The United States and its G7 allies rolled out new sanctions against Russia's "war machine" today, targeting Moscow's lucrative diamond trade and more entities linked to the invasion of Ukraine.

Leaders from the Group of Seven wealthy democracies are meeting in Hiroshima, Japan, with Russia's $4-5 billion annual trade in diamonds in the crosshairs.

Vladimir Putin's invasion of Ukraine 15 months ago has prompted waves of sanctions that have helped plunge his country into recession and drained the Kremlin's war chest.

The G7 is now looking to tighten the screws further, strengthening existing sanctions, closing loopholes and subjecting more Russian firms and their international partners to punitive restrictions.

Ukrainian President Volodymyr Zelensky is expected to address the summit over the weekend by video link, with hosts Japan tamping down speculation he could make a last-minute, in-person appearance.

Washington got the ball rolling on more sanctions early today, with a senior US administration official saying 70 more entities from Russia and "other countries" would be placed on a US blacklist.
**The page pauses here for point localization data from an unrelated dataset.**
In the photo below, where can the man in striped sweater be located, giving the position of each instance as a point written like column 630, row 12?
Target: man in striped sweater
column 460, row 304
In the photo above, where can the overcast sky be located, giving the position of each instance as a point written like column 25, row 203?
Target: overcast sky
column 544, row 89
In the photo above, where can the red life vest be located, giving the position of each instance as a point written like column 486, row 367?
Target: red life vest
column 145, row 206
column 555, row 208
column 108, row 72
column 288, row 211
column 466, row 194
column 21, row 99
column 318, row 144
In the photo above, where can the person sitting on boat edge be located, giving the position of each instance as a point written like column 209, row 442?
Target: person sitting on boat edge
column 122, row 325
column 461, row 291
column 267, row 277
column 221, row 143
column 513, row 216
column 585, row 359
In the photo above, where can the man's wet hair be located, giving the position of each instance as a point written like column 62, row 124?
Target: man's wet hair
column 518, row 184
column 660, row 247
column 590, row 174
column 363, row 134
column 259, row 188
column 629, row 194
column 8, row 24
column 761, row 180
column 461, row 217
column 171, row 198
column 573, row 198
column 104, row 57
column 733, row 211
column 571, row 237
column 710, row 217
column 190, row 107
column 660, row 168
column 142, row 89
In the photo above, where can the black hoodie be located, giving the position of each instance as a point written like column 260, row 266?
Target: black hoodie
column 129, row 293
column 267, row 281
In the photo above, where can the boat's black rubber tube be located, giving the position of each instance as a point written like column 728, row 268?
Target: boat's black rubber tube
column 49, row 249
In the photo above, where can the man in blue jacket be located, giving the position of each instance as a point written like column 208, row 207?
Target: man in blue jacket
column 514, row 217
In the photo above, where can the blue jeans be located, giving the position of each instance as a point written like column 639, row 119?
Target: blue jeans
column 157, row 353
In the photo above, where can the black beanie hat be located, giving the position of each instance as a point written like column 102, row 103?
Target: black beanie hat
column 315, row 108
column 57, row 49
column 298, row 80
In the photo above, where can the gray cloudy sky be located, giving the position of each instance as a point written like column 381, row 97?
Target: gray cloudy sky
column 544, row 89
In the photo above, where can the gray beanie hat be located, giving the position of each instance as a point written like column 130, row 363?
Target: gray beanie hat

"And there will be upwards of 300 new sanctions against individuals, entities, vessels and aircraft," the official said.

As the G7 weighs how to collectively choke Russia's trade in diamonds -- including high-tech methods of tracing -- Britain announced its own "ban on Russian diamonds".

London said it was also targeting imports of aluminium, copper and nickel.

"As today's sanctions announcements demonstrate, the G7 remains unified in the face of the threat from Russia and steadfast in our support for Ukraine," said Prime Minister Rishi Sunak.

The G7 is likely to stop short of an outright ban on Russian diamonds, at least for now. But according to officials, the summit will signal a determination to act.

"Russian diamonds are not forever", said EU Council President Charles Michel. "We will restrict trade in Russian diamonds."

EU member state Belgium is among the largest wholesale buyers of Russian diamonds, along with India and the United Arab Emirates.

The United States is a major end-market for the finished product.

Economists are divided about just how much G7 and other sanctions have hurt the Russian war effort.

The Russian economy contracted 2.1 percent in 2022, a trend that continued early this year.

But Moscow has adapted quickly, introducing strict capital controls, diverting trade to allies like China and reportedly borrowing evasion techniques from much-sanctioned countries like Cuba, Iran and North Korea.

The International Monetary Fund has projected a modest 0.7 percent economic rebound in 2023.

G7 leaders will also use the summit to woo invited leaders from India and Brazil, two regional powers that have sometimes been reluctant to criticise Moscow, or China.

Michel said military support for Ukraine, which is believed to be preparing a long-anticipated spring offensive, would also be discussed among G7 members today, along with training for fighter pilots.

"We will assess the level of additional support that will be needed. It's very clear that Ukraine needs more military equipment," he added.